Indeed, it could be that network capital is actually more important in raising incomes than human capital. I mean four things:
1. What looks like a return to experience is in fact a return to knowing more people. If you've done a job for a few years, you'll have met likely employers and your reputation will have grown. Beyond a certain point, it may be these that raise your earnings more than the technical skills you've acquired from an extra year of work. This, surely, accounts for Blair's high earnings now.
2. Returns to human capital might be over-estimated, if a university education serves to signal ability rather than merely develop it.
3. This lovely paper (pdf) by Marcel Fafchamps estimates that, among agricultural traders, network capital gives a higher return than human capital.

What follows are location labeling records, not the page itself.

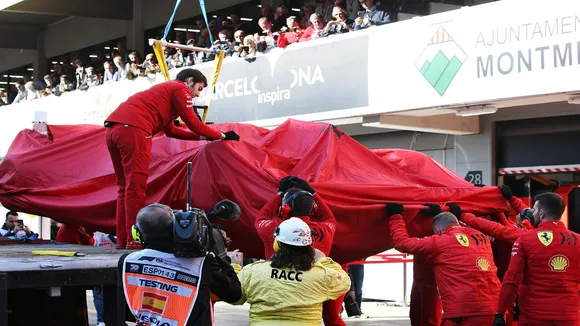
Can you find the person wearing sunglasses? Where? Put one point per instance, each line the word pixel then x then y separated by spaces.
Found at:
pixel 129 133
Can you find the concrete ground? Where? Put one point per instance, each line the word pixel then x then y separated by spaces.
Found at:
pixel 377 314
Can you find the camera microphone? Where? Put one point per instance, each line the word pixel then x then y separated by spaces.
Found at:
pixel 226 210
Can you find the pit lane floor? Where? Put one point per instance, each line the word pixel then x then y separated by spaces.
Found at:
pixel 228 315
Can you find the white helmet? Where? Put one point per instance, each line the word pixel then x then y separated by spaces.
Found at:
pixel 294 232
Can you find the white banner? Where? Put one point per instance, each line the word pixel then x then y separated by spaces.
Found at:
pixel 500 50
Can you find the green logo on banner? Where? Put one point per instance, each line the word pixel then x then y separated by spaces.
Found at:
pixel 440 61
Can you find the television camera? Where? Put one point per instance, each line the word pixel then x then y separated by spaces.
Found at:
pixel 193 233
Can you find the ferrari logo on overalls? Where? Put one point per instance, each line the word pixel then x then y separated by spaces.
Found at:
pixel 462 239
pixel 545 237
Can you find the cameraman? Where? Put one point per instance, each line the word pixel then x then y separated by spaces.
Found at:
pixel 161 288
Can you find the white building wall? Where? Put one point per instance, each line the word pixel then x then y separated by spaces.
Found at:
pixel 12 58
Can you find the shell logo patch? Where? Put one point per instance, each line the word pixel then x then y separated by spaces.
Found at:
pixel 462 239
pixel 483 264
pixel 559 263
pixel 546 237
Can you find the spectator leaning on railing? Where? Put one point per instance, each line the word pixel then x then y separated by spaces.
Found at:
pixel 372 15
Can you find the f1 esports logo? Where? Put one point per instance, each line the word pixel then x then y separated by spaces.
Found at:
pixel 440 61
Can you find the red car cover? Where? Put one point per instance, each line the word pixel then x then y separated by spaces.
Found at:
pixel 69 177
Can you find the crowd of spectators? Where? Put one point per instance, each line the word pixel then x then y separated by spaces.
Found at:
pixel 274 29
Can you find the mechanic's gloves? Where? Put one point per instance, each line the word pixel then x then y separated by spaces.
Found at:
pixel 498 321
pixel 454 209
pixel 231 135
pixel 433 209
pixel 506 191
pixel 294 182
pixel 394 209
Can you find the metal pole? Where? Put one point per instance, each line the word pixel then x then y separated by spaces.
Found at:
pixel 188 207
pixel 181 46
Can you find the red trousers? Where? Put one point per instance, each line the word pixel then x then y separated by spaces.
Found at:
pixel 425 305
pixel 469 321
pixel 331 312
pixel 130 150
pixel 532 322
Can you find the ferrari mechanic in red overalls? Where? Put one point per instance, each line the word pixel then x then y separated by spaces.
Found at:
pixel 130 129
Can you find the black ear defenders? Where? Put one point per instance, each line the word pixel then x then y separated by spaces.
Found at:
pixel 287 207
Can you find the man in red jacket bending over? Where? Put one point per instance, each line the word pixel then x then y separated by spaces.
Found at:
pixel 464 270
pixel 130 129
pixel 297 199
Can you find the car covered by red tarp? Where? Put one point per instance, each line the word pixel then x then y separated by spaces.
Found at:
pixel 69 177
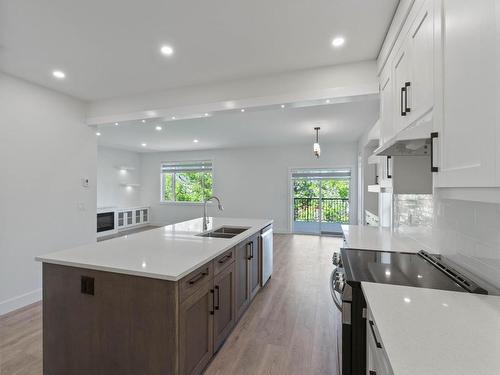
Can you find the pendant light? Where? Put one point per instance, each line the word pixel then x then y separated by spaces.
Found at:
pixel 316 147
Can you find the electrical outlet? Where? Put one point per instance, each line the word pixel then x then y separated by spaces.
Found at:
pixel 87 285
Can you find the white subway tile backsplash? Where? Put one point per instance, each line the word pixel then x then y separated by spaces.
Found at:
pixel 469 234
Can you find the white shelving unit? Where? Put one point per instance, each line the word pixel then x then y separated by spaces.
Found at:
pixel 130 217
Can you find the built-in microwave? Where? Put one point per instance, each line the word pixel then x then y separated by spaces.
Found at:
pixel 105 221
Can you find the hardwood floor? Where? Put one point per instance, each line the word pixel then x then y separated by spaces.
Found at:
pixel 288 329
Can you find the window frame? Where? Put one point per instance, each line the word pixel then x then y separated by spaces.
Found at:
pixel 162 182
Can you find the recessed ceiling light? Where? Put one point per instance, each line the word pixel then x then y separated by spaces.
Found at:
pixel 167 50
pixel 338 41
pixel 59 74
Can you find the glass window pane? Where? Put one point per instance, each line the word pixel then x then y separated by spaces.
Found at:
pixel 168 193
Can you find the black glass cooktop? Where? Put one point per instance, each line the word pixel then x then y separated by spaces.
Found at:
pixel 395 268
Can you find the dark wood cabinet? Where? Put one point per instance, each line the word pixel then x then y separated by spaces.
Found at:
pixel 224 304
pixel 254 266
pixel 130 324
pixel 247 273
pixel 196 330
pixel 242 280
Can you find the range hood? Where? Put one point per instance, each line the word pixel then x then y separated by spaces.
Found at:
pixel 414 140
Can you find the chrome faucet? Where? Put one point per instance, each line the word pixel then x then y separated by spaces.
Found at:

4. Macroeconomic evidence for a strong link between human capital and subsequent growth is surprisingly weak; see, for example, the critiques here (pdf) here (pdf) and here (pdf).
Which brings us to a nice irony. Blair famously said the key to economic success, for individuals and economies, was "education, education, education." But his subsequent career demonstrates that what might be more important are "contacts, contacts, contacts."